Language Models Need Inductive Biases to Count Inductively

Counting is a fundamental example of generalization, whether viewed through the mathematical lens of Peano's axioms defining the natural numbers or the cognitive science literature for children learning to count. The argument holds for both cases that learning to count means learning to count infinitely. While few papers have tried to distill transformer "reasoning" to the simplest case of counting, investigating length generalization does occur throughout the literature. In the "train short, test long" paradigm of NLP, length refers to the training sentence length. In formal language recognition, length refers to the input sequence length, or the maximum stack size induced by a pushdown automata. In general problem solving, length refers to the number of hops in a deductive reasoning chain or the recursion depth. For all cases, counting is central to task success. And crucially, generalizing counting inductively is central to success on OOD instances. This work provides extensive empirical results on training language models to count. We experiment with architectures ranging from RNNs, Transformers, State-Space Models and RWKV. We present carefully-designed task formats, auxiliary tasks and positional embeddings to avoid limitations in generalization with OOD-position and OOD-vocabulary. We find that while traditional RNNs trivially achieve inductive counting, Transformers have to rely on positional embeddings to count out-of-domain. As counting is the basis for many arguments concerning the expressivity of Transformers, our finding calls for the community to reexamine the application scope of primitive functions defined in formal characterizations. Finally, modern RNNs also largely underperform traditional RNNs in generalizing counting inductively. We discuss how design choices that enable parallelized training of modern RNNs cause them to lose merits of a recurrent nature.

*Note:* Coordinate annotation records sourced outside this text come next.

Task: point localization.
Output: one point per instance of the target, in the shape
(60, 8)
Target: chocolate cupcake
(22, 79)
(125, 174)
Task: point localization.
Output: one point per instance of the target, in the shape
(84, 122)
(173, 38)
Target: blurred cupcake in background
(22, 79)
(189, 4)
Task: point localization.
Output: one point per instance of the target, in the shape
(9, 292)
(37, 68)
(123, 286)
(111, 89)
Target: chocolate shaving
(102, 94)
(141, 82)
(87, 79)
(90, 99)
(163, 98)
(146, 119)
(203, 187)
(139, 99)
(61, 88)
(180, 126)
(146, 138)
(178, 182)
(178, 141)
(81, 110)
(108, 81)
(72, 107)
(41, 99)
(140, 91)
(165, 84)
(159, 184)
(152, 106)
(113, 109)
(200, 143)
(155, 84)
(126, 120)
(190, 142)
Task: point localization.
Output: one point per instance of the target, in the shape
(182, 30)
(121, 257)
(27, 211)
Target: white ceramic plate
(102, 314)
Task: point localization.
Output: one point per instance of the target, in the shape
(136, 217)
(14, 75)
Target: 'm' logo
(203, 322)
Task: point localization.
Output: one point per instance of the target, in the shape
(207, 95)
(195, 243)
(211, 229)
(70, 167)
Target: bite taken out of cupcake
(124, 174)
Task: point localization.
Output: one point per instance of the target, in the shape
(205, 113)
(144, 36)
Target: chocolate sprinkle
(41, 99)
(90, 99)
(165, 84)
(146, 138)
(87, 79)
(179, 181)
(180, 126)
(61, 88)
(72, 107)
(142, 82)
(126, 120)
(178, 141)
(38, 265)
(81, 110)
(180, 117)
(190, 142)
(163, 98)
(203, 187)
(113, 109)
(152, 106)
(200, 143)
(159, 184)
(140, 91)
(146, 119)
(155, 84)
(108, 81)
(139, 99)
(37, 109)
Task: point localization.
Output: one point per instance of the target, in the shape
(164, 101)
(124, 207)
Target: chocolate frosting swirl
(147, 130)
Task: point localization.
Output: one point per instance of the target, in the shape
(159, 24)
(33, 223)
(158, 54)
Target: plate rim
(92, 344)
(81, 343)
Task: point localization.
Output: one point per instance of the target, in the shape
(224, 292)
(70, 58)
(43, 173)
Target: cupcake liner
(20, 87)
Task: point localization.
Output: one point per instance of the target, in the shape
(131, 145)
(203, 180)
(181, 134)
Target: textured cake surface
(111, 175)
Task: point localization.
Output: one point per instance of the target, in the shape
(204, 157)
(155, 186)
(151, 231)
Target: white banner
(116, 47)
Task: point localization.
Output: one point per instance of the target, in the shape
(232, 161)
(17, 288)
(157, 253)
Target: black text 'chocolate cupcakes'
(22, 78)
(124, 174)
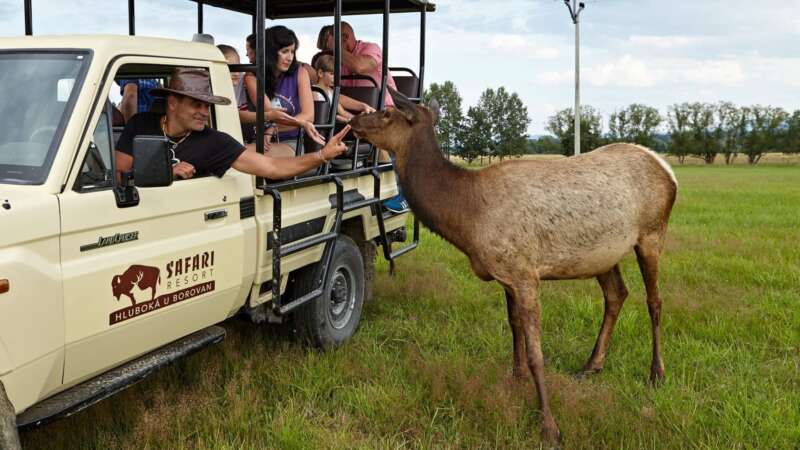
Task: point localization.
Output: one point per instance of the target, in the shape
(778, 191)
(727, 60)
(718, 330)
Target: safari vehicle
(103, 280)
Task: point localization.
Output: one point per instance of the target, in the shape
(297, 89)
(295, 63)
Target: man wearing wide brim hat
(198, 150)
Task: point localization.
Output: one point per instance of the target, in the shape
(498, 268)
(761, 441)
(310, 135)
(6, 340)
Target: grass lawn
(430, 366)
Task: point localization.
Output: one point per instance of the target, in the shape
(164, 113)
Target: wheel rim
(342, 298)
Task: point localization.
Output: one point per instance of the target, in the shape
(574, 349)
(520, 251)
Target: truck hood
(27, 215)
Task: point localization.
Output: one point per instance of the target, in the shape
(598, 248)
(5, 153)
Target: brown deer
(521, 222)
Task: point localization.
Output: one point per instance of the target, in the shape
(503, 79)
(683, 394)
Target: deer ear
(404, 105)
(435, 110)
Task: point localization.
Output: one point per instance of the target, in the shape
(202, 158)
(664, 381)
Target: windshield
(38, 91)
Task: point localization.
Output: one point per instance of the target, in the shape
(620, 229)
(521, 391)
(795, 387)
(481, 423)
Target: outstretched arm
(281, 168)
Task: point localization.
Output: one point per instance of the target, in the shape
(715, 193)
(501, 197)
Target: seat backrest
(407, 85)
(322, 114)
(368, 95)
(159, 105)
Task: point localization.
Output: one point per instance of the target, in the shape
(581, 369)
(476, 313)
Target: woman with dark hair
(289, 102)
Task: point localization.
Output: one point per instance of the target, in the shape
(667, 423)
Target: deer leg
(9, 439)
(518, 335)
(614, 293)
(526, 305)
(648, 251)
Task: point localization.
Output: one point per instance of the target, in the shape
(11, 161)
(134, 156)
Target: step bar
(80, 397)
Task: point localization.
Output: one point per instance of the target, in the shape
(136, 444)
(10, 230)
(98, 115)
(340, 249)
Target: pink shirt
(374, 52)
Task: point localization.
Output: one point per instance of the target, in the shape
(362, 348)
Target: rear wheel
(333, 317)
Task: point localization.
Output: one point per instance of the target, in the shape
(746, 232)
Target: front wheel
(331, 318)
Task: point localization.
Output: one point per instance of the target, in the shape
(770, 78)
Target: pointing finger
(340, 135)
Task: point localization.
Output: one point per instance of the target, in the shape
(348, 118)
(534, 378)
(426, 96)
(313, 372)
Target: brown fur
(520, 222)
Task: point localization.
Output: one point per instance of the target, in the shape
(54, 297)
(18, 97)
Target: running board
(69, 402)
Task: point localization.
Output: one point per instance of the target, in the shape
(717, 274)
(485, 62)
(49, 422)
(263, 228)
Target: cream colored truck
(94, 293)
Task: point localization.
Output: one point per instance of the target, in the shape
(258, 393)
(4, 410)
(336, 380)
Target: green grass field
(430, 366)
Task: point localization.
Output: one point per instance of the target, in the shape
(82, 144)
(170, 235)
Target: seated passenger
(136, 96)
(288, 101)
(198, 150)
(361, 58)
(324, 66)
(246, 117)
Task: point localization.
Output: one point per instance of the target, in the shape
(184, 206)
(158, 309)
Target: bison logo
(144, 277)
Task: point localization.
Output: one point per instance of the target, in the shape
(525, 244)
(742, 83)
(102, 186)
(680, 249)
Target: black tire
(333, 317)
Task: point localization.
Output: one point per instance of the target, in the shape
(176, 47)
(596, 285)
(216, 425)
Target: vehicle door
(136, 278)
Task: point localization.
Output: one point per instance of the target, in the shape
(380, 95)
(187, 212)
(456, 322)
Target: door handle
(218, 214)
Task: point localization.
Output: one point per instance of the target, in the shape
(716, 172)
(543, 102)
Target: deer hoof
(657, 376)
(551, 437)
(586, 372)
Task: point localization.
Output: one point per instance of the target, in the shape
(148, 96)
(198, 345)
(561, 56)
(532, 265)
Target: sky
(652, 52)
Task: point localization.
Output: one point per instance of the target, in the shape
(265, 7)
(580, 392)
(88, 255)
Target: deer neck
(439, 193)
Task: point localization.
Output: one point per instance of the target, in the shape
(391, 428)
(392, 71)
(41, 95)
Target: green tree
(733, 122)
(450, 113)
(705, 131)
(767, 131)
(474, 136)
(561, 125)
(681, 141)
(792, 137)
(546, 145)
(509, 119)
(637, 123)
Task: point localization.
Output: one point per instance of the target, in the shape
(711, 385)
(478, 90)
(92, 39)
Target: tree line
(703, 130)
(497, 127)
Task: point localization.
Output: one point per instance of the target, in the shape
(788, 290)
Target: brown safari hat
(193, 83)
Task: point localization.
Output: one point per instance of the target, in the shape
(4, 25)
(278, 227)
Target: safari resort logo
(186, 278)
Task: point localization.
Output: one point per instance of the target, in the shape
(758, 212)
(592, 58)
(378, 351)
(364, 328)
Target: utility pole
(575, 9)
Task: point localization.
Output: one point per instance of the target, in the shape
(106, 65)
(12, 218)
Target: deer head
(392, 129)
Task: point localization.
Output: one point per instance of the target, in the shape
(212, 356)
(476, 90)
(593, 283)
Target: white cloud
(663, 42)
(507, 42)
(626, 72)
(638, 73)
(521, 46)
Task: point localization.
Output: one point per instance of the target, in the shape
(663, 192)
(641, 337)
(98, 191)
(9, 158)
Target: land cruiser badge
(119, 238)
(190, 277)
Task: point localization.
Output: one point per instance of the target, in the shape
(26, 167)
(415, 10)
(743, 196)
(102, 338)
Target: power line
(575, 9)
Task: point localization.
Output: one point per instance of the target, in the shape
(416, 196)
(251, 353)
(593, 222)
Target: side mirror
(152, 163)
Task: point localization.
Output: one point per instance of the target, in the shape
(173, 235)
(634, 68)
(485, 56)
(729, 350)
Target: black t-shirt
(209, 151)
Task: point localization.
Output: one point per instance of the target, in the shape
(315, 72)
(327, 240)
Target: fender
(5, 361)
(9, 438)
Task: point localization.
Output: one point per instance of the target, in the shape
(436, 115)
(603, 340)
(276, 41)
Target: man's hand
(335, 146)
(183, 170)
(312, 132)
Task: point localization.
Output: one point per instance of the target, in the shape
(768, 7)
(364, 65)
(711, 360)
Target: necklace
(173, 144)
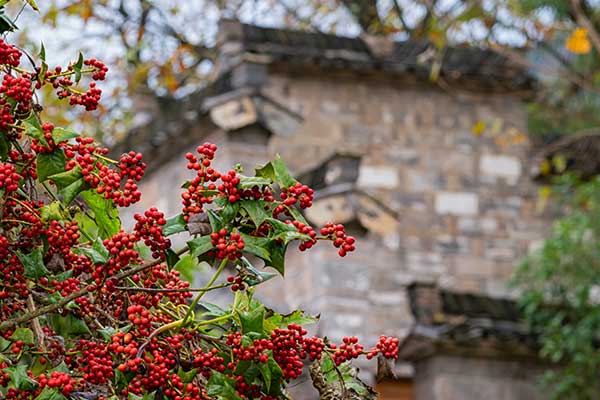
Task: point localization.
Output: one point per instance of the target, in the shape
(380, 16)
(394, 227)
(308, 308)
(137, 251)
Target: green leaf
(105, 213)
(97, 253)
(229, 212)
(33, 264)
(256, 210)
(257, 246)
(50, 164)
(24, 334)
(172, 258)
(200, 245)
(252, 321)
(248, 182)
(265, 371)
(4, 147)
(6, 24)
(19, 378)
(64, 179)
(77, 68)
(50, 394)
(34, 130)
(187, 377)
(188, 266)
(282, 175)
(212, 309)
(277, 251)
(71, 191)
(216, 223)
(42, 52)
(174, 225)
(51, 212)
(62, 134)
(68, 326)
(33, 4)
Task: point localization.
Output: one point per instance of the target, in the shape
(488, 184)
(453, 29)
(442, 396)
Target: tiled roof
(475, 66)
(463, 322)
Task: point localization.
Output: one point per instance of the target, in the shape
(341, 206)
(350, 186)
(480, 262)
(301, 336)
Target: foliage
(560, 285)
(85, 315)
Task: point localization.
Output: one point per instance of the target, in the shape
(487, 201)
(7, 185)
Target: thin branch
(585, 22)
(11, 323)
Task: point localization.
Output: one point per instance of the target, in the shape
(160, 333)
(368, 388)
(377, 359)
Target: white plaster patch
(456, 203)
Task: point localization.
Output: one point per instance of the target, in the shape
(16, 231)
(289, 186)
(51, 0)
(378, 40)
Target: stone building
(394, 155)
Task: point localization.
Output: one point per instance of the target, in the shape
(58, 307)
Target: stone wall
(437, 202)
(445, 377)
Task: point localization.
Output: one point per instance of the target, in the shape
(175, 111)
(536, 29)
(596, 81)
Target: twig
(4, 325)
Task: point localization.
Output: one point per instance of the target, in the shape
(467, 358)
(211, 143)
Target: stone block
(456, 203)
(378, 176)
(500, 166)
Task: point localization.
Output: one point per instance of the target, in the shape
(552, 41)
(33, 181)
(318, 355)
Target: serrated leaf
(65, 178)
(188, 266)
(51, 212)
(33, 264)
(77, 68)
(257, 246)
(71, 191)
(97, 252)
(69, 325)
(50, 164)
(256, 210)
(4, 147)
(19, 378)
(51, 394)
(105, 213)
(248, 182)
(282, 175)
(24, 334)
(174, 225)
(252, 321)
(200, 245)
(62, 134)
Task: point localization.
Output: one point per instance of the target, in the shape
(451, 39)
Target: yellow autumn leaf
(478, 128)
(578, 42)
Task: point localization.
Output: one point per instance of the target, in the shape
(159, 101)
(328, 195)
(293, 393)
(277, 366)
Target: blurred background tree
(167, 48)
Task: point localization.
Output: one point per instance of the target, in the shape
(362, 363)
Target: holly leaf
(77, 68)
(200, 245)
(19, 378)
(248, 182)
(105, 213)
(97, 253)
(69, 325)
(174, 225)
(51, 212)
(71, 191)
(24, 334)
(256, 210)
(282, 174)
(50, 164)
(50, 394)
(256, 245)
(252, 321)
(33, 264)
(4, 147)
(62, 134)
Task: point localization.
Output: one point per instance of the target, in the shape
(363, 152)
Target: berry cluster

翻译：计数是泛化的基本示例，无论从定义自然数的皮亚诺公理数学视角，还是从儿童学习计数的认知科学文献视角来看皆是如此。两种观点都认为：学习计数意味着学习无限计数。尽管鲜有论文尝试将Transformer的"推理"能力提炼至最简单的计数场景，但针对长度泛化的研究在文献中始终存在。在自然语言处理的"短序列训练、长序列测试"范式中，长度指训练句子的长度；在形式语言识别中，长度指输入序列长度或下推自动机诱导的最大栈容量；在通用问题求解中，长度则指演绎推理链的跳数或递归深度。在所有场景中，计数都是任务成功的核心要素。而关键在于，实现归纳计数泛化是处理分布外实例成功的关键。本研究提供了训练语言模型进行计数的广泛实证结果，实验架构涵盖RNN、Transformer、状态空间模型和RWKV。我们设计了精细的任务格式、辅助任务与位置编码，以规避分布外位置和分布外词汇的泛化局限。研究发现：传统RNN能轻易实现归纳计数，而Transformer必须依赖位置编码才能处理分布外计数。鉴于计数是论证Transformer表达能力的基础，我们的发现呼吁学界重新审视形式化表征中原始函数的适用范围。最后，现代RNN在归纳计数泛化方面也显著逊色于传统RNN。我们论证了现代RNN为支持并行训练所作的设计选择，如何导致其丧失了循环架构的本质优势。